Every year around 700,000 people worldwide contract liver cancer, making it one of the most frequent types of tumor. Whenever possible, liver tumors are removed surgically. Within only a few weeks a healthy liver can compensate for the loss of up to 70% of its tissue. The problem is that the remaining, healthy section is often too small to regenerate. This means that more than 90% of liver cancer cases are incurable. Even liver transplants are rarely a viable alternative given the severe shortage of donor organs.

Two steps to a cure

Now a new surgical procedure with the awkward-sounding name “Associating Liver Partition and Portal Vein Ligation for Stages Hepatectomy” (ALPPS) is raising hopes. It is based on the liver’s ability to regenerate. First of all the patient has surgery to separate the healthy and diseased portions of the liver and stop the flow of blood to the diseased tissue. This increases the flow of blood to the healthy section, enabling it to regrow – in some cases completely – within a week. Then the patient has a second operation to remove the diseased tissue.

Using ALPPS it’s possible to remove up to 90% of the entire liver, even if the portion of healthy liver remaining is initially very small. So far around 430 patients around the world have undergone the new form of surgery.

Clinic meets research

Professor Pierre-Alain Clavien, director of the Clinic for Visceral and Transplantation Surgery, has used the ALPPS procedure on 33 patients to date. He’s convinced the new method is effective. “ALPPS will become established as the procedure of choice for advanced liver tumors. However, the risks of surgery are currently too high, so the method still has to be improved.”

Clavien doesn’t just use ALPPS as a surgeon. He’s also doing pure research on the liver, and is evaluating the new procedure and trying to improve it. Funding for this work comes from sources including the Swiss National Science Foundation and a University of Zurich Clinical Research Priority Program, launched in 2012, called Liver Tumors: from Palliation to Cure.

One liver for many people

Another of Pierre-Alain Clavien’s projects could largely revolutionize the treatment of liver cancer in the future. As things stand at present, a liver can survive outside the body for only up to 12 hours, for example in the course of a liver transplant. University Hospital Zurich’s liver specialists want to develop a machine to supply the liver with blood outside the body, enabling it to be kept alive for up to a week.

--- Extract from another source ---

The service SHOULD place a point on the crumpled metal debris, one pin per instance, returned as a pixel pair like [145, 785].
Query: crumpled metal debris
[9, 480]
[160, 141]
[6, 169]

Ideally the organ would also regenerate in this “liver machine.”

This would make it possible to remove a small piece of liver from a patient, put it in the machine to grow, and then re-implant it. The liver machine would also create new possibilities for using donor organs: a donor liver could be divided into a number of sections and then grown in the liver machine. This way a single donor organ could benefit more than one patient.

Clavien hopes that the machine, a joint project with Professor Philipp Rudolf von Rohr at ETH Zurich, could be developed within five to seven years. Alongside the Clinical Research Priority Program and the Swiss National Science Fund, he can also count on funding from the newly established Wyss Translational Center. The center, which aims to help make technological innovation more rapidly available for clinical application, is starting out by supporting four projects, including Zurich Liver – a great example of an innovative undertaking that puts UZH and University Hospital Zurich right at the forefront of international liver research. 

Adrian Ritter is editor at UZH News.